The wife was in such constant dread of the Indians that the pioneer was finally persuaded to move back to Dallas, which he did in 1855. The home on this occasion consisted of a double log cabin on a farm which had been rented from Jack Cole, on the approximate site of the present Ben Milam School, at McKinney and Fitzhugh Avenues, then about three miles from the village of Dallas. Mrs. Yeargan, widow of the late John Yeargan, has heard him tell of his father’s home, in the log cabin, and of the deer and prairie chickens which he had often seen from his back door. Most of the space between their house and town was covered with cedar and oak trees, and their nearest neighbor was a relative, Billie Edmonson, who had settled three miles southeast in 1852. The little settlement of Cedar Springs was really closer to the Yeargan farm than was Dallas, and most of their trading was carried on there.

Paid $6 an Acre. In a newspaper, interview some three years before his death Mr. Yeargan described the family’s acquisition of the farm that later became his homestead, and to which he brought his bride in 1881. “In 1856,” he said, “father bought a tract of 220 acres from George Granbury, though which Maple Avenue now runs. He paid $6 an acre for it. Colonel George Record owned the farm adjoining him. We sold it some time in the 1860’s to Dave Long. Long had come from Tennessee and had gone to work for Mr. Record as a farm hand two years earlier. Mr. Record moved to a farm in the timber. His house was near the Grauwyler bridge, across the river on the Irving Road, and there he resided until he died. He was the father of the late Joe W. Record and the grandfather of James Record.

“Our farm adjoined the farm of Obediah Knight, an early settler and father of Epps G. Knight. Our next neighbor on the north was George West. His land ran nearly up to the S. M. U. (Southern Methodist University) property and has been subdivided into what is known as Highland Park West addition. John Fields bought the addition in about 1865.

“Calvin Cole owned a large body of land, part of which is now embraced in Oak Lawn. His dwelling was on Turtle creek, near the present home of Col. J. T. Trezevant, James Cole’s farm, which came next, extended to Exall’s lake, Mart and Jack Cole lived between the Exall Lake and town. Jack Cole’s home was where the Cole park now is.

Bought Land for $250. During the Civil War boys were put in training to be ready to go to the front when they were 18 years old. I was getting ready and lacked only a few months of rounding out my eighteenth year when General Lee surrendered. I had been sworn in as a soldier. I bought a tract of one and one- eighth acres on Cedar Springs Road in 1874 for $250. I built on it in 1880 and have lived there ever since.”
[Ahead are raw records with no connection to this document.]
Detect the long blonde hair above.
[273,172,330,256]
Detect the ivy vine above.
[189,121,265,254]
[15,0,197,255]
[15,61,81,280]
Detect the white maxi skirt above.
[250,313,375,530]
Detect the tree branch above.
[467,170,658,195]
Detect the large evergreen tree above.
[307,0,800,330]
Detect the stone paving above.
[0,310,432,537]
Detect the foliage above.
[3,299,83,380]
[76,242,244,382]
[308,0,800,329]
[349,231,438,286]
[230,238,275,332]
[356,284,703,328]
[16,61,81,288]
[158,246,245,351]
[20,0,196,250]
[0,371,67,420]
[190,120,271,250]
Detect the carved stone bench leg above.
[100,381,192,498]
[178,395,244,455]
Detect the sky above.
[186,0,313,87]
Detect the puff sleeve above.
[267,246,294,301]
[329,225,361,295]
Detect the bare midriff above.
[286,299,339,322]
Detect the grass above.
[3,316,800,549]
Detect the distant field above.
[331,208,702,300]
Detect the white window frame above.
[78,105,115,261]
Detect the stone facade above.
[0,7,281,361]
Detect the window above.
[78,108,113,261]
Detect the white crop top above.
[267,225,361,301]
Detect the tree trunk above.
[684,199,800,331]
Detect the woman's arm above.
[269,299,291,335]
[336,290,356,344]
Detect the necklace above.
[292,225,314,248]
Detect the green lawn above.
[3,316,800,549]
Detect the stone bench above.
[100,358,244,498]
Mr. Yeargan was a constant reader of The Times Herald and Mrs. Yeargan said that she remembered the paper when it was folded differently, with the top of the paper uncut, leaving the eight page paper all in one big, folded sheet. Mr. Yeargan was very active in civic and state affairs until the very day of his death, writing numerous letters to the representatives at Austin regarding various public measures before the house. Among his papers, which have been collected by one of his sons in a scrapbook, there is a copy of his letter to Herbert Hoover and the president’s own reply. Mr. Yeargan wrote, in part: “I take this opportunity to let you know the great interest I have in you and the great pleasure I had in doing my level best with my friends in Dallas. After seventy-six years of residence here in Dallas, I am proud of what little success I have had in bringing about your election. I have been a life-long Democrat but now I feel that I have done the best for Texas and the United States that I knew how.” Mr. Yeargan was election judge in precinct 29 the year before his death, and was judge of that precinct for thirty-five years.